Interestingly, DexCom
DXCM
stock has had a Sharpe Ratio of 0.7 since early 2017, higher than 0.6 for the S&P 500 Index over the same period. This compares with the Sharpe of 1.3 for the Trefis Reinforced Value portfolio. Sharpe is a measure of return per unit of risk, and high-performance portfolios can provide the best of both worlds.

This 89% rise for DexCom stock since late 2019 can primarily be attributed to 1. DexCom’s revenue growth of 117% to $3.2 billion over the last twelve months, compared to $1.5 billion in 2019, partly offset by 2. the company’s P/S ratio falling 9% to 12.5x revenues vs. 13.7x in 2019, and 3. a 5% rise in its total shares outstanding to 388 million. This has meant that the company’s revenue per share metric has risen 107% to $8.24 now, compared to $3.98 in 2019. Our dashboard on Why DexCom Stock Moved has more details.

New customer additions are leading the revenue growth for DexCom amid rising awareness of CGM devices. DexCom is among the few players with regulatory approvals for its wearable continuous glucose monitoring device. There is a high demand for CGM devices that do not require a finger prick, and data can be self-monitored easily. Given the limited competition and a vast pool of diabetic patients (over 37 million in the U.S. alone), the company will likely see strong revenue growth over the coming years. DexCom’s future sales growth will likely be bolstered by its G7 CGM system in the U.S., which secured regulatory approval in December 2022. The company expects its revenue to rise 21% to $3.5 billion in 2023 and $4.9 billion in 2025 (at the mid-point of the provided range). Not only has the company seen stellar revenue growth, but it also saw its margin expand from 9.4% in 2019 to 14.0% now. Our DexCom Operating Income Comparison dashboard has more details.

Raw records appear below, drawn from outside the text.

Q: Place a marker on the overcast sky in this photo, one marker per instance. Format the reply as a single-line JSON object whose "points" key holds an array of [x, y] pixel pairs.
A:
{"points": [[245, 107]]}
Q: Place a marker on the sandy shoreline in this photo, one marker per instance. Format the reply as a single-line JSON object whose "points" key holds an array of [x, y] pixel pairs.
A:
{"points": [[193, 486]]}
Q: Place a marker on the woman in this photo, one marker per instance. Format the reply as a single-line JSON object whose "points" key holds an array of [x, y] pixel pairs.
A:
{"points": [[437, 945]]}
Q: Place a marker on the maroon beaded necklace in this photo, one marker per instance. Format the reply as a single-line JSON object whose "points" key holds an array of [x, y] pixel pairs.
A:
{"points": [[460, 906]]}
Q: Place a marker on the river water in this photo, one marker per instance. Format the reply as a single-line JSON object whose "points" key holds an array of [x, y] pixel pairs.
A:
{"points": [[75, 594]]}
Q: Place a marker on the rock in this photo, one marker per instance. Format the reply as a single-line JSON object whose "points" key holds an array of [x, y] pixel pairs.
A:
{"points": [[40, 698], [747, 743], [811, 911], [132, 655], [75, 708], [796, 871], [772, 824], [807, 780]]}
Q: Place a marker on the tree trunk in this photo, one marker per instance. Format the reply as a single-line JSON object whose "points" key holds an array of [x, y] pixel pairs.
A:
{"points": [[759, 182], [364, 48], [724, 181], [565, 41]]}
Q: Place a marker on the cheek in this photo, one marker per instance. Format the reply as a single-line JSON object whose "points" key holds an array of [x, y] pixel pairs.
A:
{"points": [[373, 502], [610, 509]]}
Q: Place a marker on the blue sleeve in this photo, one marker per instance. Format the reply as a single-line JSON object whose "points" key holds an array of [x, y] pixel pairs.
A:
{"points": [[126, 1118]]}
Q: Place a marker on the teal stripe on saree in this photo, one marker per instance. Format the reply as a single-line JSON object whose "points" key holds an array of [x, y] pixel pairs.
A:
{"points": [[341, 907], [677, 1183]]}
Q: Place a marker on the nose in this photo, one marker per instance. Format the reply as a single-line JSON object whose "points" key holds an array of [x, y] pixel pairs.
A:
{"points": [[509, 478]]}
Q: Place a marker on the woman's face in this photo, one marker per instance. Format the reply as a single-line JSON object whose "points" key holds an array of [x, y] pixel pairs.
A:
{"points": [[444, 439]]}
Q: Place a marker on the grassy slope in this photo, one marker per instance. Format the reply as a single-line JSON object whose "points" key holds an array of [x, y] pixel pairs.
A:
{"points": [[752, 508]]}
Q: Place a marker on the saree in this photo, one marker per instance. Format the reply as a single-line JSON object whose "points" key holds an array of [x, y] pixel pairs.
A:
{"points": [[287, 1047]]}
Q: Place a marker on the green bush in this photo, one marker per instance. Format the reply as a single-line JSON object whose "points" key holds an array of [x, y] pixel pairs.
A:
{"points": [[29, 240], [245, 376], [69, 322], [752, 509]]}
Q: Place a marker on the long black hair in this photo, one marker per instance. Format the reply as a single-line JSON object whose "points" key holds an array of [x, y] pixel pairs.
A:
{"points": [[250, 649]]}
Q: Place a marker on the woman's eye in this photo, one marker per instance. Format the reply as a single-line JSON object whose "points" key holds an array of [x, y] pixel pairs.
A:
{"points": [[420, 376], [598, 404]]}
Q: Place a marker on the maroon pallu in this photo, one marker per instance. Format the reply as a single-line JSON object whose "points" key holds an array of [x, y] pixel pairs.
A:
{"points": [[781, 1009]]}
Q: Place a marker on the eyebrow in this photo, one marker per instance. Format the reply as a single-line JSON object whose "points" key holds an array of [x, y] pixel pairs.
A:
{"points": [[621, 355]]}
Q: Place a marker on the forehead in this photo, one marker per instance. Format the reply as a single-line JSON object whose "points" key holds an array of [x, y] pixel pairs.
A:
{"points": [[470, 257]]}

After its recent fall, DXCM stock looks attractive. It currently trades at 12x revenues compared to its last five-year average of 21x, implying that the stock is undervalued. Our DexCom Valuation Ratios Comparison dashboard has more details. The company continues to see strong sales growth and also expand its operating margin. The concerns over the broader application of obesity drugs and its impact on DexCom also appear to be stretched. A CGM device will be a helpful tool to monitor the effectiveness of the drugs on a patient. A massive 40% cut in P/S multiple for DexCom isn’t justified in our view. Overall, investors can use the current dip in DXCM stock for likely solid gains in the long run.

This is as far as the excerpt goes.